Mannarino, 27, broke in the opening game and, although Edmund recovered that three games later, the Briton slipped up again to go 5-4 down.
And the left-handed Frenchman clinched a place in the second round for the fifth time with a clinical hold to love.
Injury-hit Robson falls
Robson failed to secure a morale-boosting victory as she was defeated 6-2 6-2 by Angelique Kerber.
The 22-year-old former British number one, ranked 308 in the world after missing much of 2014 and 2015 with a wrist problem, was outclassed by the Australian Open champion.
Robson, the 2008 Wimbledon junior champion, beat Kerber at the same stage at Wimbledon in 2011, but this time could not manage a single break point against the German.
"For me, it's a massive win to be here and not have any niggles for quite a few months now, apart from a very small one in Eastbourne," said Robson.
"I've worked very, very hard to be healthy, to be completely fit on court.

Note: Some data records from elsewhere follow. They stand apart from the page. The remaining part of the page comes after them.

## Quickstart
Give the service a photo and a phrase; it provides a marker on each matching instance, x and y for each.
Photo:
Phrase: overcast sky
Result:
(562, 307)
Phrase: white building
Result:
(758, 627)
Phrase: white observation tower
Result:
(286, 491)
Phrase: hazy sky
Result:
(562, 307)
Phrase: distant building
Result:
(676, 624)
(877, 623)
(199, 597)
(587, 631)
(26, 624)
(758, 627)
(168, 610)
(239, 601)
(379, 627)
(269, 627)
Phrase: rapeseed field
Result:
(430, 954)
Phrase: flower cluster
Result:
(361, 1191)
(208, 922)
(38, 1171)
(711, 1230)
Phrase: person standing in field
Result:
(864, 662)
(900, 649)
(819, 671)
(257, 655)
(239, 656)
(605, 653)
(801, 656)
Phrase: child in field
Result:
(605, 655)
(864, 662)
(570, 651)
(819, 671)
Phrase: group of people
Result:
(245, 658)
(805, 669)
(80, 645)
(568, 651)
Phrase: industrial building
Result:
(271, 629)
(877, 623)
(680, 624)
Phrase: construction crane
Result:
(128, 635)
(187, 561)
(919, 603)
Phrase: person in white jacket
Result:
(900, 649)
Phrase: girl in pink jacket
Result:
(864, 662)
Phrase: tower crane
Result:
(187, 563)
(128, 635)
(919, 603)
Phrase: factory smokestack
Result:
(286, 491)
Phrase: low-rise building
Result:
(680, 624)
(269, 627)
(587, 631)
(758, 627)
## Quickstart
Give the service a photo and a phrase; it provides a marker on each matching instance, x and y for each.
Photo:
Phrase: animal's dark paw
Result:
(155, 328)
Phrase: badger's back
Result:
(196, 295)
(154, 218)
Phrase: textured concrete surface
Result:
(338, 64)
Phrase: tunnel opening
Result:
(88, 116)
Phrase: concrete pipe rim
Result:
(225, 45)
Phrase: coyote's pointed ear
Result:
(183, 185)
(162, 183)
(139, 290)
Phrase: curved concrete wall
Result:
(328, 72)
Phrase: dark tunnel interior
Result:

It's 100% a huge goal for me to finish the year in the same way."
More Brits flounder
British number five James Ward also failed to make the second round, unable to cause a major upset against defending champion Novak Djokovic.
The 29-year-old lost in straight sets against the world number one on Centre Court.
Wildcard Alex Ward could not mark his Wimbledon debut with a notable shock either, losing in just an hour and a half to 11th seed David Goffin.
The 26-year-old, ranked 245th in the world, was beaten 6-2 6-3 6-2 by the Belgian on court three.
And Australia-born Brydan Klein, 26, also lost in straight sets.
Experienced Frenchman Nicolas Mahut, ranked 131 places above Klein at 54th in the world, eased to a 7-6 (7-0) 6-4 6-4 victory.
Broady boosts Baltacha charity in loss
Naomi Broady was the first British woman to take to the Wimbledon courts on Monday - but she could not stop the run of straight-set losses.
The 26-year-old from Stockport, who broke into the top 100 for the first time earlier this year, was beaten 6-2 6-3 by 17th-seed Elina Svitolina.
But she did raise money for the Elena Baltacha Foundation - donating £70 to charity for the seven aces she hit.
Quotes of the day
James Ward on pushing Novak Djokovic: "I'm proud of myself with the way I turned it around because it could have been ugly."
Kyle Edmund on how he was feeling after defeat: "I'm all right. It might be hayfever, but I'm all right."